With their masks back in place, the three of them trooped along the staked trail to the arch-roofed building. The door still flapped in the wind, a metronomic rattle that was the base’s only sign of life. The power was out, and the garage was so heavily shadowed that the back wall was lost in the gloom. Their flashlights cast brilliant beams that cut the murk like lasers. The two snowcats looked like a hybrid cross between tanks and passenger vans. The tops of the studded Caterpillar tracks came up to Linda’s thigh. Bright orange paint covered the bodywork so they could be easily spotted out in the snowfields behind the station.
“Over here.” Linc led them to a workbench along the side of the garage.

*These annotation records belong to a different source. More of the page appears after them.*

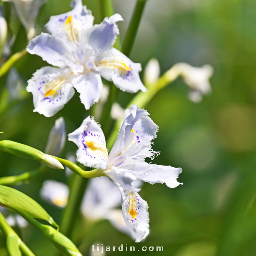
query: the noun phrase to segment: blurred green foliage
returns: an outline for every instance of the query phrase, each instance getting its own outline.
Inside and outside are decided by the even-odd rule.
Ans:
[[[100,22],[95,0],[83,1]],[[114,1],[116,12],[125,18],[119,24],[123,39],[134,1]],[[6,4],[5,4],[6,5]],[[9,6],[9,4],[6,4]],[[52,15],[70,9],[69,0],[48,0],[40,11],[37,29]],[[17,33],[13,53],[25,47],[26,36],[12,13]],[[128,17],[126,19],[126,17]],[[139,244],[119,233],[107,221],[90,230],[77,225],[84,236],[83,255],[95,241],[105,246],[135,246],[133,255],[174,256],[249,256],[256,255],[256,8],[253,0],[149,0],[130,57],[145,67],[152,57],[159,61],[162,73],[184,62],[197,66],[212,65],[213,92],[198,104],[187,99],[187,89],[178,79],[159,92],[146,108],[159,126],[154,149],[162,153],[153,162],[180,167],[175,189],[145,184],[140,192],[149,204],[150,233]],[[16,67],[24,81],[47,64],[27,55]],[[143,71],[142,72],[143,74]],[[6,76],[1,78],[0,90]],[[132,95],[120,92],[125,107]],[[46,118],[33,113],[32,95],[0,116],[1,140],[24,143],[43,151],[55,120],[63,116],[69,133],[88,114],[76,93],[61,111]],[[61,157],[76,150],[67,142]],[[1,176],[17,175],[38,167],[31,160],[0,152]],[[62,170],[49,170],[29,184],[15,186],[38,202],[57,223],[62,211],[40,198],[45,179],[67,182]],[[82,221],[81,216],[78,220]],[[24,242],[37,256],[55,255],[53,246],[29,225],[21,230]],[[0,254],[7,255],[0,234]],[[164,251],[142,252],[146,246],[163,246]],[[140,249],[140,251],[137,251]],[[107,255],[130,255],[118,251]]]

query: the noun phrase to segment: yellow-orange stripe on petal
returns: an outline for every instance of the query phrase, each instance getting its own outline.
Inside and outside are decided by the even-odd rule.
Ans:
[[[104,66],[113,69],[119,69],[123,71],[128,71],[131,70],[131,68],[128,66],[123,61],[117,59],[107,59],[100,62],[96,62],[95,63],[96,66]]]

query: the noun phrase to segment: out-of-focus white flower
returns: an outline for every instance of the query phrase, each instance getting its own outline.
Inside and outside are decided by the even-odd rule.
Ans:
[[[42,199],[58,207],[64,207],[68,203],[69,189],[67,185],[53,180],[45,180],[40,190]]]
[[[109,94],[109,88],[105,85],[103,85],[101,97],[99,100],[97,104],[95,106],[94,116],[96,120],[99,120],[100,118],[102,112],[103,106],[107,100]]]
[[[123,220],[122,211],[114,209],[121,204],[119,190],[108,177],[103,176],[90,179],[85,192],[81,211],[88,220],[108,220],[118,230],[134,238]]]
[[[113,119],[118,120],[123,116],[124,109],[119,103],[115,102],[112,106],[110,115]]]
[[[181,184],[177,180],[182,171],[180,168],[145,161],[146,158],[153,159],[159,154],[151,146],[151,141],[156,137],[158,127],[149,114],[136,105],[126,110],[117,138],[109,154],[100,126],[90,116],[68,135],[69,140],[78,147],[77,161],[104,170],[105,175],[118,187],[122,198],[123,216],[136,242],[144,239],[149,232],[149,216],[147,204],[137,193],[140,189],[133,187],[133,181],[139,180],[152,184],[164,183],[171,188]]]
[[[107,102],[109,94],[109,88],[105,85],[103,85],[102,92],[101,93],[101,97],[100,99],[99,102],[104,104]]]
[[[63,149],[66,142],[66,124],[62,116],[55,122],[48,138],[45,152],[46,154],[57,156]]]
[[[7,24],[0,12],[0,56],[7,37]]]
[[[27,31],[29,40],[36,36],[35,24],[39,9],[46,0],[3,0],[13,3],[15,11]]]
[[[159,78],[160,67],[158,61],[151,59],[147,64],[144,71],[144,82],[146,87],[154,84]]]
[[[194,102],[199,102],[203,95],[211,91],[209,80],[213,73],[213,69],[210,65],[204,65],[198,68],[187,63],[180,63],[175,64],[167,71],[166,76],[171,81],[180,76],[184,82],[193,91],[189,93],[189,99]]]
[[[18,226],[20,228],[24,228],[28,225],[28,223],[22,216],[18,214],[10,214],[5,218],[5,220],[11,227]]]
[[[14,68],[12,68],[8,74],[6,87],[10,100],[22,97],[21,92],[24,88],[24,82]]]
[[[73,153],[72,153],[71,152],[69,153],[66,156],[66,159],[71,162],[72,162],[72,163],[73,163],[74,164],[76,164],[76,155]],[[66,166],[65,167],[65,170],[66,171],[66,177],[69,177],[73,173],[73,172],[69,168],[68,168]]]
[[[47,117],[64,107],[73,95],[73,88],[90,109],[100,98],[101,76],[124,91],[147,91],[139,75],[140,64],[113,47],[119,34],[116,23],[123,20],[121,16],[116,14],[93,25],[94,17],[81,0],[73,3],[72,10],[51,17],[46,27],[51,35],[42,33],[27,47],[31,54],[59,67],[43,67],[28,81],[34,111]]]

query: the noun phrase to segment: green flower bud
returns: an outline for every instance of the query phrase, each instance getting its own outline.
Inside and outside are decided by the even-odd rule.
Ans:
[[[52,227],[41,224],[38,227],[52,243],[64,254],[68,256],[82,256],[69,239]]]
[[[0,141],[0,148],[14,155],[35,160],[53,169],[64,169],[62,165],[51,156],[31,147],[11,140]]]
[[[7,36],[7,24],[0,12],[0,55]]]

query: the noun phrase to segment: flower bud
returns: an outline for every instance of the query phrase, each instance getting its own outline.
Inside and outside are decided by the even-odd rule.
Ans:
[[[52,128],[45,152],[46,154],[57,156],[63,149],[66,142],[66,124],[63,117],[60,117]]]
[[[124,116],[124,109],[117,102],[115,102],[112,106],[110,115],[113,119],[118,120]]]
[[[0,148],[12,154],[38,161],[53,169],[64,169],[56,159],[29,146],[11,140],[0,141]]]

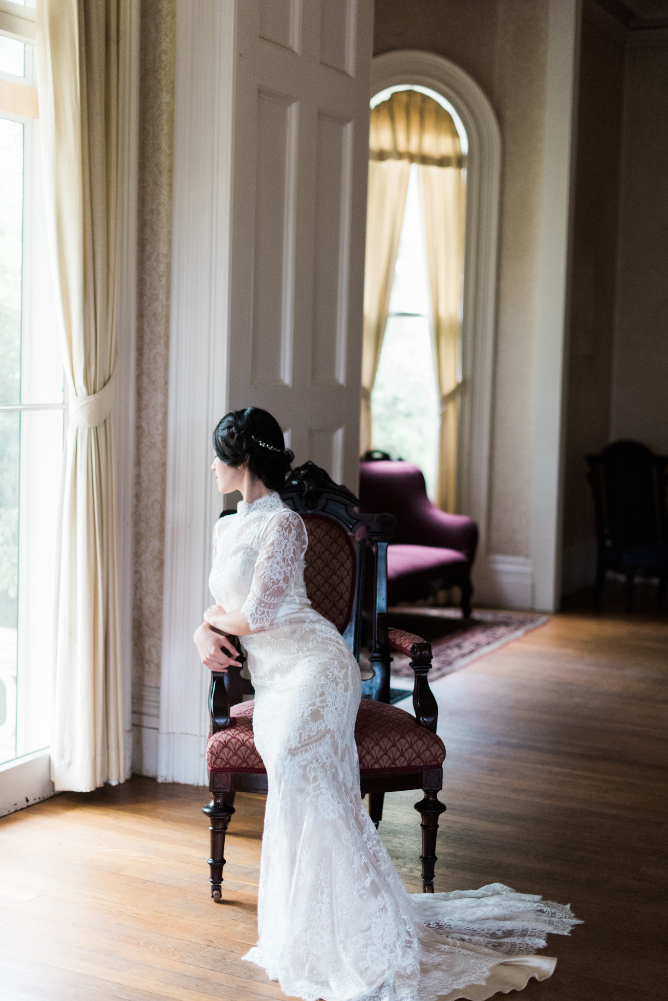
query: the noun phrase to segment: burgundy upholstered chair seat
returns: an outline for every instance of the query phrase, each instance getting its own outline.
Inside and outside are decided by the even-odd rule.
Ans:
[[[252,736],[253,702],[231,707],[234,726],[219,730],[206,745],[209,772],[263,773]],[[439,769],[446,757],[443,741],[396,706],[363,699],[355,739],[361,776],[401,775]]]
[[[388,601],[416,601],[437,588],[459,587],[465,615],[471,608],[471,568],[478,526],[449,515],[427,496],[422,470],[401,459],[360,464],[362,512],[388,512],[397,532],[388,547]]]
[[[469,561],[457,550],[405,544],[388,547],[388,583],[399,580],[407,584],[429,583],[442,574],[456,573],[458,568],[466,574]]]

Amid the usual clutter—tools, oil cans, and frozen rags—was a trunk measuring three feet in length. Linc opened the lid.
It took Linda a moment to understand what she was seeing. There was another body in the trunk, but, unlike the others, it had clearly been dead and exposed to the elements for some time. It was more mummy than corpse, and much of the face had been eaten away by scavengers before the body became too frozen to eat. Its clothing was unfamiliar. It wasn’t dressed in contemporary arctic gear but rather a padded jacket of brown wool and pants too thin for the environment. The hat perched atop frozen black hair looked odd. It had two peaks and a short brim.
“I’d say this guy’s been down here for a hundred years or more,” Mark said as he examined the body.
Linda said, “Maybe a whaler who got lost over the side of his ship?”
“Could be.” Mark looked at Linc. “Did you go through his pockets?”
“Not me, man. I took one look and closed the lid. But our missing man sure did.”
Linda had forgotten they hadn’t accounted for all fourteen members of Wilson/George. “You found Andy Gangle?”
“Is that the dude’s name? He’s at the back of the garage. And he is messed up.”
Andy had taken his own life in the end, driven to suicide by the same madness that made him kill his companions. He had sat down, with his back against a rack of spare tools, and pulled so hard on his lower jaw that he’d nearly broken it loose. He’d died, either from exposure or blood loss, with his fist stuffed into his mouth as if he were trying to get at whatever affected his brain.
Something glinted brightly in his other hand. Mark pried it from the stiff fingers. It was a piece of gold, misshapen now, but at one point it had to have been ornamental. There was a hammer on the floor next to Gangle’s body. When Mark shone his light on it, he could see where bits of gold had transferred to the head.
“He smashed it with this hammer?”
“Why?”
“Why’d he do any of this? He was sick.”
“What was it?”
“Hard to tell. A figurine of some sort.”
“Is it pure gold?”
“I’d say at least two pounds. Say, thirty thousand dollars.” Mark peered into a knapsack that also was within Gangle’s reach. It made a sound like broken glass scraping together when he lifted it. He peered inside, then dumped the contents on the floor.
It was impossible to know what had been in the bag originally because all that fell out was opaque greenish sand and small bits of similar-colored rock. Like with the golden statuette, Andy Gangle had hammered at something until all that remained was dust and fragments no bigger than a thumbnail.
There was also an odd tube made of what looked like cast bronze in the bag. One end was closed off and the other was shaped like a dragon’s open mouth. The body of the tube was scalloped to resemble a dragon’s scaly skin. Mark examined it more closely.
“This is a pistol.”
“What?”
“Look, here at the closed end there’s a small hole for a wick or taper. It’s a single-shot muzzle-loading pistol.”
“Looks Chinese, with the dragon and all.”
“And ancient,” Linda added. “I assume all this stuff, whatever it was, goes with our mystery friend in the box?”
“That’s my read,” Linc replied.
“Weird,” Mark opined.
Linc asked, “What now?”
“Report our findings back to the
Oregon
so we can let the CIA know what happened. My guess is, Overholt will want us to pay a visit to the Argentine base to see what’s happening there. In the briefing material I read, it said no one has laid an eye on their facility in two years. I say we anticipate him and head out on our own.”